Notre pays n'assure pas non plus une présence conforme à son rang dans certains compartiments des organisations internationales, et s'agissant du Kosovo, dans les structures en charge de la reconstruction économique. Cette carence est révélatrice d'une absence de « stratégie d'entrée de crise » , qui consisterait à analyser et à occuper d'emblée les postes-clefs des administrations, comme d'un manque d'efficacité du traitement des appels à candidature.

L'Union européenne a réussi dans la mobilisation rapide et efficace de ses crédits de reconstruction , mais a failli à certains égards dans le respect de la neutralité qu'elle doit observer dans ses recrutements comme dans le choix des sous-traitants. Le contrôle communautaire des crédits mis en oeuvre s'est en outre révélé lacunaire.

Le gouvernement français a fait preuve d'un certain manque de réactivité et de fermeté à l'égard de la défense des intérêts français dans le secteur des télécommunications. L'écho donné par l'administration centrale aux inquiétudes des opérateurs français, relayées par le poste diplomatique, ne semble pas à la hauteur du préjudice et de l'humiliation subis.

La liaison entre Paris et le Bureau de liaison de la France de Pristina pourrait être grandement améliorée (information exhaustive sur les projets en cours) et accorder davantage de responsabilités à la représentation locale, notamment en matière de gestion des crédits et de contrôle sur place du déroulement des projets.

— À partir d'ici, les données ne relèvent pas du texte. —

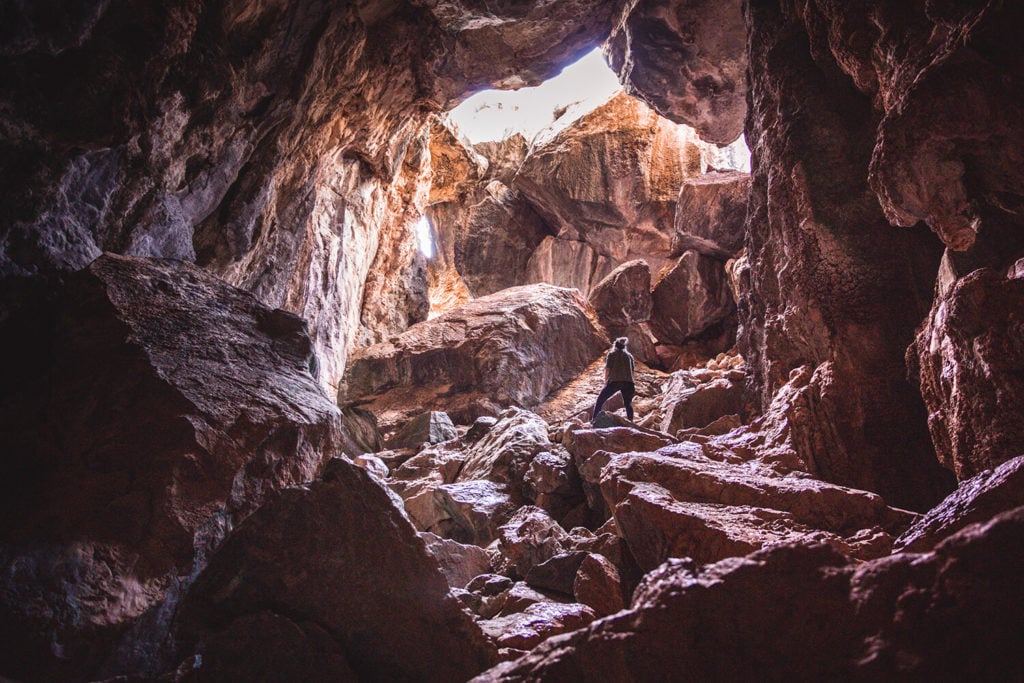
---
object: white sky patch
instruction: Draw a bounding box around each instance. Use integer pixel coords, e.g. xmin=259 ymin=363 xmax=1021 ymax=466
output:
xmin=446 ymin=48 xmax=622 ymax=145
xmin=414 ymin=215 xmax=435 ymax=258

Un partenariat pourrait être établi entre la Cour des comptes du Kosovo et une Chambre régionale des comptes.

L'Alliance française pourrait implanter une antenne sur place, compte tenu du potentiel d'apprentissage de notre langue et du capital de sympathie dont bénéficie notre pays. Ce capital doit néanmoins se convertir en francophilie, ferment d'expansion de la francophonie et de marchés d'entreprise futurs.

Le reliquat des projets financés par Développement Local Balkans pourrait être rétrocédé au Bureau de liaison de la France.